The most successful investor of the 20th Century, Warren Buffet sees solar power as a good investment. A new company of his called MidAmerican Renewablabes entered the market in 2012, backed by the parent company Berkshire Hathaway's MidAmerican Energy Holdings Company, which have US $11.2 billion in annual revenue and $48 billion in assets. MidAmerican Renewables has quickly grown from a non-existent player in the solar power producing market to acquiring some of the worlds largest solar projects.
The three large solar photovoltaic projects that MidAmerican has so far acquired are; the 550 MW Topaz Solar Farms in San Luis Obispo County; California, the 290 MW Agua Caliente project in Yuma County, Arizona and the 579 MW solar projects in Antelope Valley in Kern and Los Angeles, California.
So why has Buffett entered into the solar market? Some have speculated that given Buffett's alliance with Obama, MidAmerica might be getting into renewables to boost the US President's green image. Particularly after Solyndra went bankrupt after receiving $535 million from the US Energy Deparment loan guarantee. But as Buffett's famous quote goes "Rule number one is never lose money. Rule number two is never forget rule number one." While there might be beneficial political overtones, financial analytics make it a worth while investment.

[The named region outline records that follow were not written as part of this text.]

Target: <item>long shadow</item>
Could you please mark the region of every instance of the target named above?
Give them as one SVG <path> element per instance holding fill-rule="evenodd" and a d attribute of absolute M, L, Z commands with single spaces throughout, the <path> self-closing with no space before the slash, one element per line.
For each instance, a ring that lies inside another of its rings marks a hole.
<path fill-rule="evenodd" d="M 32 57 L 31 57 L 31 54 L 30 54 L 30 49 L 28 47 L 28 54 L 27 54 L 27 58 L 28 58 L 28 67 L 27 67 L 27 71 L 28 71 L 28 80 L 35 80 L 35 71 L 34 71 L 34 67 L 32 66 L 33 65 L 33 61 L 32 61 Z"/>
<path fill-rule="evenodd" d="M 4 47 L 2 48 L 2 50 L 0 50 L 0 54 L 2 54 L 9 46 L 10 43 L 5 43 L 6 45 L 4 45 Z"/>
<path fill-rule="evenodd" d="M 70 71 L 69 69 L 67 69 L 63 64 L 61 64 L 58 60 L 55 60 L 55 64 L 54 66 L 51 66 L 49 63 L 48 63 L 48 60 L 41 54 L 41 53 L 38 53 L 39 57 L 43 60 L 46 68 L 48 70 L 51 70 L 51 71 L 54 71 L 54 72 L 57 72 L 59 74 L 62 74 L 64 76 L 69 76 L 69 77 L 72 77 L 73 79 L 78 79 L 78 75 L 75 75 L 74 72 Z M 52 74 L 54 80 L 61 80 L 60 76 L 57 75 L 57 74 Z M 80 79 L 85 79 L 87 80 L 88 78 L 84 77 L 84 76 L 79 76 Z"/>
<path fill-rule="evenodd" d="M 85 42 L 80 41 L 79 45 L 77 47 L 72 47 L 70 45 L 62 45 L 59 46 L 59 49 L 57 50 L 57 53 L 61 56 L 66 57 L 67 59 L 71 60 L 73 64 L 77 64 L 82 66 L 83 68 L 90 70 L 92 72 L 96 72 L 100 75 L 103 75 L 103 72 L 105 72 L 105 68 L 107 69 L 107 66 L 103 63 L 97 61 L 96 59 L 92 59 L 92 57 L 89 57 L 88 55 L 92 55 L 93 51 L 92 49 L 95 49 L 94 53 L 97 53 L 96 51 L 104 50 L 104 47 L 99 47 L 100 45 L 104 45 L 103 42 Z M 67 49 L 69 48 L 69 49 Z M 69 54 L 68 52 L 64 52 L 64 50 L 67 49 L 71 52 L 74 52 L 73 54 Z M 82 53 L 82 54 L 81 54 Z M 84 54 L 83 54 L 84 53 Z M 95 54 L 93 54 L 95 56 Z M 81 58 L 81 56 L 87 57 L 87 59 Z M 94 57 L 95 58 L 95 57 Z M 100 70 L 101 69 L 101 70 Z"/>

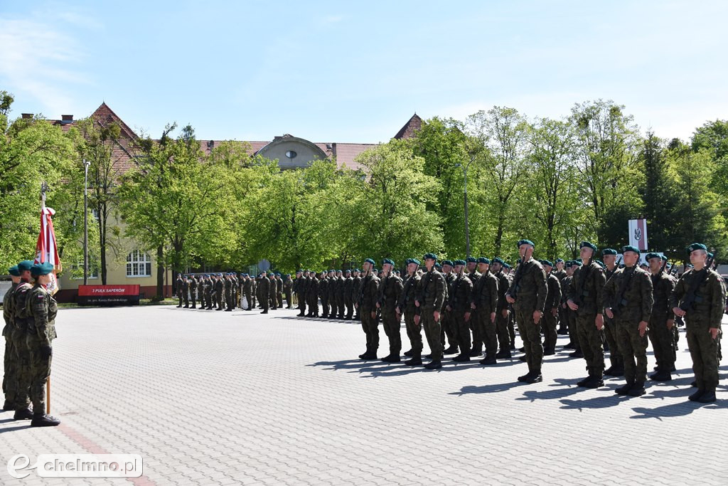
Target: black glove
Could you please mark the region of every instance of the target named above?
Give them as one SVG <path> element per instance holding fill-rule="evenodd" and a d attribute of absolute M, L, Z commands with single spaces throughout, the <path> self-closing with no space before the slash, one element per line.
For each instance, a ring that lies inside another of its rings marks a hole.
<path fill-rule="evenodd" d="M 41 356 L 43 359 L 48 359 L 53 356 L 53 348 L 50 347 L 50 345 L 42 345 L 40 348 L 40 352 Z"/>

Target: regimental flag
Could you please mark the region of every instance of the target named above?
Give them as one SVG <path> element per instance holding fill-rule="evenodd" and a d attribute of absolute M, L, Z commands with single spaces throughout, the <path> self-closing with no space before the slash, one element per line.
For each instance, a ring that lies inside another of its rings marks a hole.
<path fill-rule="evenodd" d="M 630 245 L 636 246 L 640 251 L 647 251 L 647 220 L 630 219 Z"/>
<path fill-rule="evenodd" d="M 56 273 L 63 270 L 58 256 L 58 246 L 55 243 L 55 232 L 53 231 L 53 215 L 55 210 L 47 208 L 45 205 L 45 197 L 41 200 L 41 232 L 38 235 L 38 243 L 36 243 L 36 263 L 48 262 L 53 265 L 52 278 L 47 286 L 51 294 L 55 294 L 60 290 Z"/>

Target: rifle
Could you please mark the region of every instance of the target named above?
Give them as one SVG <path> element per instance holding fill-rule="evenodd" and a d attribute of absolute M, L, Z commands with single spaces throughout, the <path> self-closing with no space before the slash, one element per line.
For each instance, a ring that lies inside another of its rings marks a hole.
<path fill-rule="evenodd" d="M 687 290 L 687 294 L 685 295 L 685 298 L 683 299 L 683 301 L 680 302 L 680 305 L 678 306 L 683 310 L 686 312 L 690 310 L 695 307 L 696 302 L 700 303 L 703 302 L 703 297 L 700 295 L 697 295 L 696 292 L 697 291 L 697 288 L 700 287 L 708 278 L 708 273 L 710 271 L 711 267 L 713 266 L 713 262 L 716 260 L 716 253 L 718 253 L 717 251 L 713 253 L 713 256 L 708 259 L 708 261 L 705 262 L 705 266 L 702 270 L 700 270 L 700 274 L 695 275 L 693 281 L 690 282 L 690 287 Z"/>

Paul Caudill, president of MidAmerican Renewables solar division explained "we see solar and wind assets as very, very solid long-term investments". A lot of the risk is mitigated by long-term power purchase agreements with power utilities, which the utilities have agreed to buying the power that the solar photovoltaic projects make. Caudill said "the power purchase agreements provide us comfort. We are a long-term investors, so we like to have counterparties that have the same goals that we do."
MidAmerican knows the energy market well, and as Caudill explains, right now gas prices are at "very, very low" levels. He goes onto saying that "you can almost be assured energy prices will rise, when I say energy price I'm talking about electricity prices to consumers". So with electricity prices rising and the price of solar components as low as they are right now, it makes investments into solar very attractive.

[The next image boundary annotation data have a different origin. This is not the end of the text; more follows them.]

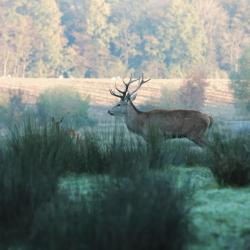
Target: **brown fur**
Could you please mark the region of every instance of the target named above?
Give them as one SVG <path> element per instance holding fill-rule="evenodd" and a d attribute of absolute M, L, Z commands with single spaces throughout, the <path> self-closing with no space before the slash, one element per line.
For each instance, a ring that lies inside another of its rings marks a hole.
<path fill-rule="evenodd" d="M 206 143 L 204 133 L 211 127 L 211 116 L 196 110 L 156 109 L 141 112 L 130 101 L 125 115 L 128 129 L 146 138 L 150 128 L 156 128 L 165 138 L 187 138 L 199 146 Z"/>

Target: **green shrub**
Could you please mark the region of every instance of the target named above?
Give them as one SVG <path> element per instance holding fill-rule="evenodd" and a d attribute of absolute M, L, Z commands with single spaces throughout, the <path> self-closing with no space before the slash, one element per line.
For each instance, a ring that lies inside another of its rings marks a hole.
<path fill-rule="evenodd" d="M 64 126 L 75 128 L 94 124 L 94 120 L 88 117 L 88 98 L 83 99 L 72 88 L 47 89 L 38 97 L 36 106 L 42 121 L 50 120 L 51 117 L 64 118 Z"/>
<path fill-rule="evenodd" d="M 221 185 L 250 184 L 249 134 L 214 132 L 208 150 L 210 168 Z"/>
<path fill-rule="evenodd" d="M 25 104 L 24 92 L 20 89 L 9 90 L 0 97 L 1 123 L 7 127 L 20 123 L 31 111 Z"/>
<path fill-rule="evenodd" d="M 25 237 L 35 211 L 56 192 L 58 177 L 79 168 L 80 157 L 64 130 L 27 120 L 11 131 L 1 148 L 0 242 Z"/>
<path fill-rule="evenodd" d="M 60 197 L 41 208 L 32 249 L 183 249 L 190 238 L 186 194 L 152 174 L 99 185 L 88 205 Z"/>

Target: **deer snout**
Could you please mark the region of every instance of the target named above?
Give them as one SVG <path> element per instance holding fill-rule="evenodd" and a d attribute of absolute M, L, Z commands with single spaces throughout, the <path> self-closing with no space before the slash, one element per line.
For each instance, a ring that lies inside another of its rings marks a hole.
<path fill-rule="evenodd" d="M 114 115 L 114 113 L 112 113 L 110 110 L 108 110 L 108 114 L 110 114 L 110 115 Z"/>

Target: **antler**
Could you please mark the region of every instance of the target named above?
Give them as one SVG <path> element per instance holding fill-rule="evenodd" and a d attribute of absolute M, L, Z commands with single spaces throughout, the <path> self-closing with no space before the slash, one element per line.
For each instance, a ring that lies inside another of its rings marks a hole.
<path fill-rule="evenodd" d="M 150 78 L 147 80 L 144 80 L 144 75 L 142 74 L 141 77 L 138 78 L 139 84 L 138 84 L 137 88 L 129 94 L 132 96 L 134 93 L 136 93 L 141 88 L 141 86 L 144 83 L 149 82 L 150 80 L 151 80 Z"/>
<path fill-rule="evenodd" d="M 133 79 L 133 78 L 132 78 L 132 74 L 131 74 L 128 82 L 125 82 L 124 80 L 122 80 L 122 82 L 123 82 L 123 84 L 124 84 L 124 86 L 125 86 L 125 89 L 124 89 L 124 90 L 118 89 L 118 87 L 116 86 L 116 83 L 115 83 L 115 89 L 116 89 L 121 95 L 116 94 L 112 89 L 110 89 L 109 92 L 110 92 L 111 95 L 116 96 L 116 97 L 120 98 L 121 100 L 124 100 L 125 97 L 126 97 L 126 95 L 127 95 L 127 93 L 128 93 L 128 89 L 129 89 L 130 84 L 133 83 L 133 82 L 135 82 L 135 81 L 138 81 L 138 80 L 139 80 L 139 78 L 138 78 L 138 79 Z"/>
<path fill-rule="evenodd" d="M 120 98 L 121 100 L 124 100 L 125 97 L 127 96 L 127 94 L 129 94 L 130 96 L 133 95 L 144 83 L 150 81 L 151 79 L 147 79 L 147 80 L 144 80 L 144 76 L 142 74 L 141 77 L 139 78 L 136 78 L 136 79 L 132 79 L 132 74 L 130 75 L 130 78 L 129 78 L 129 81 L 128 82 L 125 82 L 124 80 L 122 80 L 124 86 L 125 86 L 125 89 L 124 90 L 120 90 L 118 89 L 118 87 L 116 86 L 116 83 L 115 83 L 115 89 L 121 94 L 116 94 L 112 89 L 109 90 L 110 94 L 113 95 L 113 96 L 116 96 L 118 98 Z M 136 81 L 139 81 L 139 84 L 137 86 L 137 88 L 132 92 L 132 93 L 128 93 L 128 89 L 129 89 L 129 86 L 131 83 L 133 82 L 136 82 Z"/>

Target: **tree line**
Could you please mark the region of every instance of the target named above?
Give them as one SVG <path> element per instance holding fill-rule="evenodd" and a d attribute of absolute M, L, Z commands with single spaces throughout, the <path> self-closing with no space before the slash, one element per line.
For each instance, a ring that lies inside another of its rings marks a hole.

Caudill also sees the future of solar shifting towards smaller scale solar projects and away from large scale like the first three solar project MidAmerica Renewables brought. This is due to land being unavailable. He said he sees there being "very exciting opportunities in the 20 MW-40 MW range". Caudill is planning on growing the solar photovoltaic sector of MidAmerican Renewables at a "managed pace".
When one of Buffetts companies aggressively expand in an industry, other investors take notice. I think New Zealand can benefit from following in Buffett's lead while there is a good balance of relative low risk and low cost, it's not too early and it's not too late.